On the 39th anniversary of the day Johnson signed the bill into law, Voting Rights Museum tour director Joanne Bland led a group of teachers from Charlotte, N.C. through the museum and detailed the events leading to the historic Selma to Montgomery march.

She ended the tour at the main entrance to the museum, where awaiting them was a large icing-covered birthday cake complete with candles.

Lawrence Huggins, organizer of the teacher marches in Selma, was invited to speak before the cutting of the cake.

“Three people died trying to register blacks in Selma to vote,” Huggins said. “It’s important for us to never forget them and what they did for us. There are a lot of black people in politics today because of this act. It was an important milestone for blacks and all Americans.”

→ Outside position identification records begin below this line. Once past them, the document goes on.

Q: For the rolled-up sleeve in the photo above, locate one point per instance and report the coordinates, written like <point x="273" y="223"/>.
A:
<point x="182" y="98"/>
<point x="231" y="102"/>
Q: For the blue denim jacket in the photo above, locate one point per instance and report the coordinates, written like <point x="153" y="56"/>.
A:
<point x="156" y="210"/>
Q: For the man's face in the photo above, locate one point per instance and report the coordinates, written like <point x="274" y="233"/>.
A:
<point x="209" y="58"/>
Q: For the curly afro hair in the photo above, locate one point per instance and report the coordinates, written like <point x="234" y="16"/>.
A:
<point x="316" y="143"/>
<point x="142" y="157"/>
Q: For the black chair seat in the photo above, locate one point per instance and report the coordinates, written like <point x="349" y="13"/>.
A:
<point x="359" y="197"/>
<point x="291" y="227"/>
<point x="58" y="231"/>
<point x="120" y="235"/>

Bland then encouraged a group of young teens visiting from Chicago, who had also come to tour the museum, to register to vote when they turned 18.

“On your 18th birthday, the greatest gift you can give yourself is to go to the courthouse and register to vote,” Bland said.

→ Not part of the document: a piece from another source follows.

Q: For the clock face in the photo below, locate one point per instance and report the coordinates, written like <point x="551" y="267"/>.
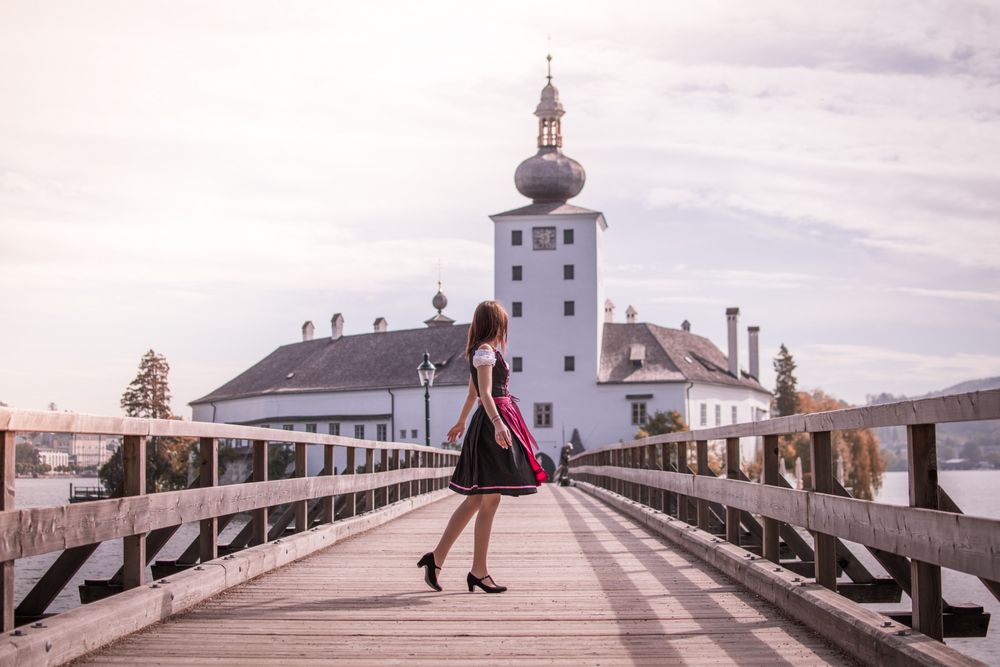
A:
<point x="543" y="238"/>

The entire group then sang “Happy Birthday” before blowing out the candles on the cake and enjoying a slice.

Bland said a rumor has circulating around the nation that the Voting Rights Act will expire in 2007.

“This is not true. Blacks will never lose their right to vote, but there are some special provisions in act that are going to expire,” Bland said. “We are getting a petition together to send to the Department of Justice to make these provisions permanent.”

According to the U.S. Department of Justice, the limited time special provisions give the U.S. Attorney General authorization to send federal registrars to counties where the local registrar refuses to register blacks. The special provisions also require some jurisdictions to get approval before implementing new voting practices.

If these special provisions to expire, the DOJ says, they can be reinstated by court order if there is a case of discriminatory practices.

“I wouldn’t want any part of the Voting Rights Act to expire,” Bland said. “The whole thing should be made permanent.”

The special provisions of the Voting Rights Act are expected to expire in 2007 if the President does not extend them.